[clue-tech] Presentation on Ubunto/Debian?

Keith Hellman khellman at mcprogramming.com
Wed Jun 1 20:00:23 MDT 2005


On Wed, Jun 01, 2005 at 07:35:42PM -0600, Collins Richey wrote:
> On 6/1/05, David Anselmi <anselmi at anselmi.us> wrote:
> > David Anselmi wrote:
> > [...]
> > > How many packages do you need to build from source?
> > 
> > Sorry that I asked this so poorly.  I meant, "how many packages (gcc,
> > etc) do you need to install before you can build something from source?"
> > 
> 
> That's a fair question, but I don't know the answer. I tried the usual
> suspects (gcc , autoconf, etc.) from a list, but it seemed (missing
> ???.h files, and no I didn't write them down) that some xxxdev
> packages were missing.
> 
> <rant>
> It probably makes sense for a server setup, but I've never understood
> why installs of a package don't include everything.

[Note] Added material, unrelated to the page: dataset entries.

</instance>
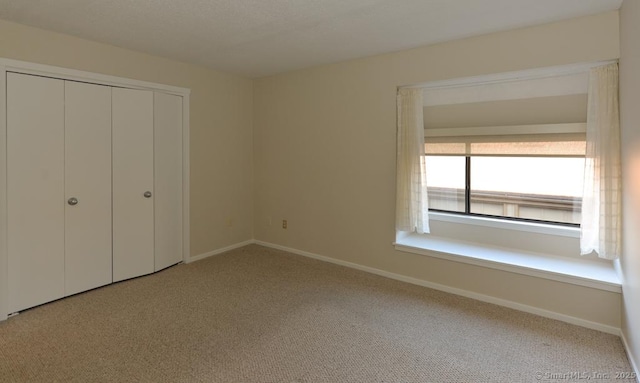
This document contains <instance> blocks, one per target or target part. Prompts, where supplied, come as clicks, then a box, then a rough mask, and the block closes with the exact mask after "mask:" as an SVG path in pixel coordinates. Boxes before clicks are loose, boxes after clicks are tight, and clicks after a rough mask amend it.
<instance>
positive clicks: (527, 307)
mask: <svg viewBox="0 0 640 383" xmlns="http://www.w3.org/2000/svg"><path fill="white" fill-rule="evenodd" d="M254 243H256V244H258V245H262V246H265V247H270V248H273V249H278V250H283V251H287V252H290V253H294V254H298V255H302V256H305V257H309V258H313V259H317V260H320V261H325V262H330V263H334V264H337V265H340V266H346V267H350V268H352V269H356V270H361V271H365V272H368V273H371V274H376V275H380V276H383V277H386V278H391V279H395V280H398V281H402V282H407V283H411V284H414V285H419V286H424V287H428V288H431V289H434V290H440V291H444V292H447V293H451V294H455V295H460V296H463V297H467V298H471V299H475V300H479V301H482V302H487V303H492V304H496V305H499V306H504V307H508V308H511V309H515V310H519V311H524V312H527V313H530V314H535V315H540V316H542V317H545V318H551V319H556V320H559V321H562V322H567V323H571V324H575V325H578V326H582V327H586V328H590V329H593V330H598V331H602V332H606V333H609V334H613V335H618V336H619V335H620V329H619V328H617V327H613V326H609V325H605V324H602V323H597V322H592V321H588V320H585V319H581V318H576V317H572V316H569V315H565V314H560V313H557V312H553V311H549V310H544V309H541V308H538V307H533V306H528V305H524V304H521V303H517V302H513V301H509V300H506V299H501V298H496V297H492V296H489V295H484V294H479V293H475V292H473V291H468V290H463V289H458V288H455V287H450V286H446V285H441V284H439V283H433V282H428V281H425V280H422V279H418V278H412V277H407V276H405V275H401V274H396V273H391V272H388V271H384V270H380V269H376V268H373V267H368V266H363V265H359V264H357V263H352V262H347V261H342V260H339V259H335V258H330V257H326V256H323V255H319V254H314V253H310V252H307V251H302V250H297V249H293V248H290V247H286V246H281V245H276V244H273V243H269V242H263V241H254Z"/></svg>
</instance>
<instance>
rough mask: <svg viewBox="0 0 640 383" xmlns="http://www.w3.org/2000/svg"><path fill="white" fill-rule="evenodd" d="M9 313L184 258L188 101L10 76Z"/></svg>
mask: <svg viewBox="0 0 640 383" xmlns="http://www.w3.org/2000/svg"><path fill="white" fill-rule="evenodd" d="M6 89H7V92H6V114H7V116H6V121H7V122H6V130H7V135H6V154H7V156H6V198H7V205H6V206H7V208H6V230H7V231H6V238H7V246H6V254H7V271H6V272H7V288H6V289H7V307H6V310H7V313H12V312H17V311H20V310H24V309H26V308H30V307H33V306H37V305H39V304H42V303H46V302H49V301H52V300H55V299H58V298H62V297H65V296H68V295H72V294H76V293H79V292H82V291H86V290H90V289H93V288H96V287H99V286H104V285H106V284H109V283H112V282H117V281H121V280H125V279H129V278H133V277H137V276H141V275H145V274H149V273H153V272H155V271H158V270H160V269H163V268H166V267H168V266H171V265H173V264H176V263H178V262H180V261H182V259H183V220H182V218H183V190H182V188H183V174H182V169H183V153H182V148H183V146H182V137H183V132H182V129H183V127H182V125H183V110H182V109H183V97H182V96H180V95H176V94H171V93H165V92H159V91H154V90H148V89H129V88H124V87H116V86H112V85H103V84H99V83H89V82H79V81H71V80H66V79H59V78H52V77H45V76H37V75H32V74H23V73H12V72H7V73H6Z"/></svg>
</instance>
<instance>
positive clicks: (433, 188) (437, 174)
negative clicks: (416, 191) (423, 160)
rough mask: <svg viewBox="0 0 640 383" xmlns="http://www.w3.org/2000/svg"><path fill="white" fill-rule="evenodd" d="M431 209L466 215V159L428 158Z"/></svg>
mask: <svg viewBox="0 0 640 383" xmlns="http://www.w3.org/2000/svg"><path fill="white" fill-rule="evenodd" d="M425 162H426V166H427V191H428V193H429V208H430V209H437V210H446V211H456V212H463V213H464V180H465V158H464V157H448V156H427V158H426V160H425Z"/></svg>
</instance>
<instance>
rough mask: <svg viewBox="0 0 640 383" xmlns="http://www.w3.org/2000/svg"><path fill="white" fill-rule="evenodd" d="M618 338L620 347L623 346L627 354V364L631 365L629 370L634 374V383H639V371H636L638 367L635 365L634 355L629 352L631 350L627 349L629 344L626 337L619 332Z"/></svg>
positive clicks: (631, 352)
mask: <svg viewBox="0 0 640 383" xmlns="http://www.w3.org/2000/svg"><path fill="white" fill-rule="evenodd" d="M620 338H621V339H622V345H623V346H624V350H625V351H626V353H627V358H628V359H629V363H630V364H631V368H633V372H634V373H635V374H636V382H639V381H640V370H638V365H637V364H636V360H635V358H634V355H633V353H632V352H631V348H630V347H629V342H628V341H627V337H626V336H625V335H624V331H620Z"/></svg>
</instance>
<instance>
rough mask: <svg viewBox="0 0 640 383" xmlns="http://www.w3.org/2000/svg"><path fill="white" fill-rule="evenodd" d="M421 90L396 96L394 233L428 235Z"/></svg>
mask: <svg viewBox="0 0 640 383" xmlns="http://www.w3.org/2000/svg"><path fill="white" fill-rule="evenodd" d="M423 106H424V105H423V102H422V89H400V90H399V91H398V95H397V108H398V110H397V117H398V121H397V123H398V126H397V129H398V131H397V134H398V138H397V145H398V148H397V159H396V177H397V178H396V182H397V189H396V230H399V231H407V232H417V233H419V234H423V233H428V232H429V201H428V197H427V176H426V166H425V148H424V118H423V109H422V108H423Z"/></svg>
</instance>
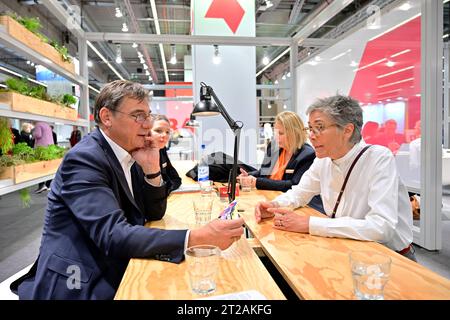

I'm probably
> spoiled by long years on Gentoo, where that's exactly how it works.
> </rant>

I agree.  I've always despised building packages (particularly ones
that RPMs were not available for) on RPM systems because half of my
time would be spent on installing the -dev package for all the
dependencies.  There may be an easy way to do this on RPM systems, but
I never figured it out.

In debian, it is 'apt-get build-dep'.  Then 'apt-get source' pulls the
specified package source (the one you just ran build-dep for).  This is
one of the BIG reasons I switched from SuSE (rpm based) to debian and
haven't looked back since.

YMMV.

PS:  It may appear that my critique is not fair against RPM systems
because if I tried building some new tarball'd package on debian I
would have to (still) figure out which debian development packages I
needed to install for the header files.  BUT, for each of these I would
be able to run 'apt-get build-dep' and pull the dependencies for a
particular 'first tier' package in one fell swoop. (Not that I have to
build stuff often for debian.)

-- 
Keith Hellman                             #include <disclaimer.h>
khellman at mcprogramming.com                from disclaimer import standard
public key @ www.mcprogramming.com


"While it might seem that a simple increment operator is an atomic
operation, there's no gaurantee that it is.  It's actually possible for
Thread 1 to update half of a 32-bit x while Thread 2 reads the full 32
bits, getting a mishmash instead of a valid integer.  (And that's only
one thing that can go wrong.  Another is that compiler optimization might
leave the integer in a register.  You really can't ever let threads
simultaneously access data without protection.)"

-- Marc J. Rochkind, *Advanced Unix Programming*, Second Ed.